If `X` is an array/DataFrame of features and `y` is an array/Series of responses,

```py
X_train, X_test, y_train, y_test = train_test_split(X, y, test_size=0.25)
```

randomly splits the features and responses into training and test sets, such that the test set contains 0.25 of the full dataset.

In [None]:
from sklearn.model_selection import train_test_split

In [None]:
# Read the documentation!
train_test_split?

Let's perform a train/test split on our `tips` dataset.

In [None]:
X = tips.drop('tip', axis=1)
y = tips['tip']
X_train, X_test, y_train, y_test = train_test_split(X, y, test_size=0.2) # Don't have to choose 0.25

Before proceeding, let's check the sizes of `X_train` and `X_test`.

In [None]:
print('Rows in X_train:', X_train.shape[0])
display(X_train.head())
print('Rows in X_test:', X_test.shape[0])
display(X_test.head())

In [None]:
X_train.shape[0] / tips.shape[0]

### Example prediction pipeline

Steps:
- Fit a model on the training set.
- Evaluate the model on the test set.

In [None]:
X = tips[['total_bill', 'size']] # For this example, we'll use just the already-quantitative columns in tips
y = tips['tip']
X_train, X_test, y_train, y_test = train_test_split(X, y, test_size=0.2)

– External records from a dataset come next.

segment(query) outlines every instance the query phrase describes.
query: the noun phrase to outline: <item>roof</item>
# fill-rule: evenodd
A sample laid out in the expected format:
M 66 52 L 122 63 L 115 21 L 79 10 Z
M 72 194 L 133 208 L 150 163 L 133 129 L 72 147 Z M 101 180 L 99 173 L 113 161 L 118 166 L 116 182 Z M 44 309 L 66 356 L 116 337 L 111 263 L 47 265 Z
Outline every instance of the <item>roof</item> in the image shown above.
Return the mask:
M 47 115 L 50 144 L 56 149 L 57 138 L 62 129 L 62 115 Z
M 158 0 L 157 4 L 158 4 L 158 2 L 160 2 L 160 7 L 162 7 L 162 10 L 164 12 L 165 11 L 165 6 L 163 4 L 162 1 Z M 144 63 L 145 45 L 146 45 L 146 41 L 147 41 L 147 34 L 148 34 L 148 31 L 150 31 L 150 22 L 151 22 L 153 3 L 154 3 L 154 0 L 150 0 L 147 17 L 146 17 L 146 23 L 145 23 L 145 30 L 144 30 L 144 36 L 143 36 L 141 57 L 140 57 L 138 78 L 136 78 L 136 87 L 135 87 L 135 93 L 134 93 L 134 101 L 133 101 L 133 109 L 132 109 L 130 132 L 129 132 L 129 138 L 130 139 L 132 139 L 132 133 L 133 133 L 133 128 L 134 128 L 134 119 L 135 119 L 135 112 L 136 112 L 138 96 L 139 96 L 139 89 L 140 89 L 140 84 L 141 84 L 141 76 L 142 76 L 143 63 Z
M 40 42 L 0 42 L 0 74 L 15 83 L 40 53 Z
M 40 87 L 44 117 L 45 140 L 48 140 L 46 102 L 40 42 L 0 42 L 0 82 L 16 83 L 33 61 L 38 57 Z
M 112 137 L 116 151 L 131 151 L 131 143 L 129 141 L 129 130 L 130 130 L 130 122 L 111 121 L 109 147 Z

Here, we'll use a stand-alone `LinearRegression` model without a `Pipeline`, but this process would work the same if we were using a `Pipeline`.

In [None]:
lr = LinearRegression()
lr.fit(X_train, y_train)

Let's check our model's performance on the **training** set first.

In [None]:
pred_train = lr.predict(X_train)
rmse_train = np.sqrt(np.mean((pred_train - y_train) ** 2))
rmse_train

And the **test** set:

In [None]:
pred_test = lr.predict(X_test)
rmse_test = np.sqrt(np.mean((pred_test - y_test) ** 2))
rmse_test

Since `rmse_train` and `rmse_test` are similar, it **doesn't seem like our model is overfitting** to the training data. If `rmse_test` was much larger than `rmse_train`, it would be evidence that our model is unable to **generalize well**.

## Summary, next time

### Summary

- $R^2$ is a measure of a model's "goodness-of-fit". For linear models, it ranges between 0 (poor) and 1 (great).
- `Pipeline`s in `sklearn` combine one or more transformers with a single model (estimator), allowing us to perform feature engineering and prediction through a single object.
- We want to build models that **generalize well** to unseen data.
    - Models that have high **bias** are too simple to represent complex relationships in data, and **underfit**.
    - Models that have high **variance** are overly complex for the relationships in the data, and vary a lot when fit on different datasets. Such models **overfit** to the training data.
- In order to prevent overfitting, we should perform a **train-test split** in which we only train our model on a subset of the data available to us, and use the remainder for evaluation.